One of the factors contributing to the uprising of the Creek was a spiritual shift; on the advice of medicine makers/shamen of the tribe, the Red Sticks believe that the only way to survive was to go back to the old ways and fight acculturation in every way they could. In addition, the so-called five civilized tribes (Creek, Choctaw, Cherokee, Seminole, and Chickasaw) believed that the land belonged to the tribe as a whole, that no one individual was able to make treaties to sell land to the United States government. Though leaders of the Red Sticks like Red Eagle tried to persuade leaders such as the Choctaw leader Pushmataha to join in his raids, they refused believing that this would start a war that would destroy them.

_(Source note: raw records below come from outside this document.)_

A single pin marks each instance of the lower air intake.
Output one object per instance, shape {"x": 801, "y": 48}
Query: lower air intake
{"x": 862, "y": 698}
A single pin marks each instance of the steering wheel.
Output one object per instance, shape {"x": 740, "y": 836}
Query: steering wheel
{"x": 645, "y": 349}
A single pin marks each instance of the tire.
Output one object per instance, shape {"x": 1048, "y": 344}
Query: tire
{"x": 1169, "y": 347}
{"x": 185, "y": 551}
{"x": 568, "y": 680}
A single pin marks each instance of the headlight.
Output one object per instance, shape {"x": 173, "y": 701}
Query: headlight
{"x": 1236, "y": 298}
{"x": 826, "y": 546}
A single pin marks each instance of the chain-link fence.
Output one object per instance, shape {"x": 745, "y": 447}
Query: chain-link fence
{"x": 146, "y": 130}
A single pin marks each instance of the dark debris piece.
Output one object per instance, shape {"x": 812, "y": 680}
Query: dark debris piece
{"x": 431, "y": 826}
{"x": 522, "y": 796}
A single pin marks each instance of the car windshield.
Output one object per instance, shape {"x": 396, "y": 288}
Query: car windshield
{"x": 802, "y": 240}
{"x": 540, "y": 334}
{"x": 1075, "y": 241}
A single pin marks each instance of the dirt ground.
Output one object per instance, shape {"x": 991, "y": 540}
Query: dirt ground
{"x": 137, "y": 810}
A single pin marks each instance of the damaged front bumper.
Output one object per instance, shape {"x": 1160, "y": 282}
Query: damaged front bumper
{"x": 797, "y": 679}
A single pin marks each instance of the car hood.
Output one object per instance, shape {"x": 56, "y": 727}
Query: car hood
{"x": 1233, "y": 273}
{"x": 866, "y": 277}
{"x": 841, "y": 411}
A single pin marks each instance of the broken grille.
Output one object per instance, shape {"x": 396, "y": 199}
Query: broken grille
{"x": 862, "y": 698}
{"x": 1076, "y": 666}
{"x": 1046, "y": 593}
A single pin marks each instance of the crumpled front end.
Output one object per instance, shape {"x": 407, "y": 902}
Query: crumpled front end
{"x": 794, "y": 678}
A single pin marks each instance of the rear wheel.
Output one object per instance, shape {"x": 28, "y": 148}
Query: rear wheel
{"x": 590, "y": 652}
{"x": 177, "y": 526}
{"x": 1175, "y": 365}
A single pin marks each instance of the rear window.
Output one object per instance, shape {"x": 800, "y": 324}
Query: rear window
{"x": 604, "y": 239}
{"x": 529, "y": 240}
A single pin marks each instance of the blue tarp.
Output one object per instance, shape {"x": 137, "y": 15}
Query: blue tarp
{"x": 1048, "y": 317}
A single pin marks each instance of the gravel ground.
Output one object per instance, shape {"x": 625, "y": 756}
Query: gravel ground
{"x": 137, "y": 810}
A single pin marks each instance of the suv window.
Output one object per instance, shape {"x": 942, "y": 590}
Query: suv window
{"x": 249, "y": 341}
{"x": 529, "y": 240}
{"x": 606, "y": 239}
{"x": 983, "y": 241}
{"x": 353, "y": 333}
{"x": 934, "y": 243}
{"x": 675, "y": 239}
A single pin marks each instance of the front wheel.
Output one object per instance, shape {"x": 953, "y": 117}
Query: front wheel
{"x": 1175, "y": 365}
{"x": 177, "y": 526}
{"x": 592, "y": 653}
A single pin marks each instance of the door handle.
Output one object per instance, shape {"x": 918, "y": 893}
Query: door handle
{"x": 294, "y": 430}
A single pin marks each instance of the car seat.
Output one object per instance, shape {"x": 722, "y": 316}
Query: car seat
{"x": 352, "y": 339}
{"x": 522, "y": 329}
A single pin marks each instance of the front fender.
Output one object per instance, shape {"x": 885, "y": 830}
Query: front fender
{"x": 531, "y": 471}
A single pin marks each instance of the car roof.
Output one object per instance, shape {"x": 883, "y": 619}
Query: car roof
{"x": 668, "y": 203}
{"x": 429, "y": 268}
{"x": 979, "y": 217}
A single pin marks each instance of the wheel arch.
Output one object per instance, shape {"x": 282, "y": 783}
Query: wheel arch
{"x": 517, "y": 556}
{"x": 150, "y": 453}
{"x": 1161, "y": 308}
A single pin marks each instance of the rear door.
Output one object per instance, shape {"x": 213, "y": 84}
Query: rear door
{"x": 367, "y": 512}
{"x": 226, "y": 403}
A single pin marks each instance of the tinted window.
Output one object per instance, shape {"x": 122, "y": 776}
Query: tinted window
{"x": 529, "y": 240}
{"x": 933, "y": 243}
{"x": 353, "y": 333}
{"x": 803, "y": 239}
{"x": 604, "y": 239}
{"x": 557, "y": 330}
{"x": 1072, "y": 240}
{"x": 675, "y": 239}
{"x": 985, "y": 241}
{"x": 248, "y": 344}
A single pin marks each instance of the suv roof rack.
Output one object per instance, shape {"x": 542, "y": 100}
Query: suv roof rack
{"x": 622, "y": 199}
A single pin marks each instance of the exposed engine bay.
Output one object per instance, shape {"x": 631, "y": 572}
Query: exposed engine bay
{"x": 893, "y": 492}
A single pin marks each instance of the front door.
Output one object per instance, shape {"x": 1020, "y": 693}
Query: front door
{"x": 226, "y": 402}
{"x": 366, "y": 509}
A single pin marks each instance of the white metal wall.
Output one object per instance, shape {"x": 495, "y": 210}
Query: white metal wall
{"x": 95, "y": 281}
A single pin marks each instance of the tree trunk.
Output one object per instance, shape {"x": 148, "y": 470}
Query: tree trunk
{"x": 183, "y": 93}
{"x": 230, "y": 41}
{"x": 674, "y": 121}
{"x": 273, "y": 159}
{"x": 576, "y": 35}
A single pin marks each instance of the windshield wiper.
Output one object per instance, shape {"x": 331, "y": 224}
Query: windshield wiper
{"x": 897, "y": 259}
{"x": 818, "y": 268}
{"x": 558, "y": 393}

Andrew Jackson did his best to make sure that prediction came true. O'Brien is quite fair in giving both white and native views of the ensuring battles, and it is obvious there is enough blood and blame for both to share. In an account given by Davy Crockett, Jackson's first encounter with the Creeks was merciless; no man, woman, or child was to be spared. "We shot them like dogs," Crockett wrote. Ironically, one infant survived, his mother and family members shot and scalped. Soldiers brought him to Jackson's tent. Jackson implored captive native women to raise him; they refused on the grounds his entire family was lost to him. Jackson sent the child home to his wife, Rachel, and they raised him like a son. One has to wonder what Lyncoya, as they called him, was told about his family and how he came to be an adopted son of Old Hickory.

I highly recommend this book; it is scholarly reading but well worth the effort. Four stars for Mr. O'Brien.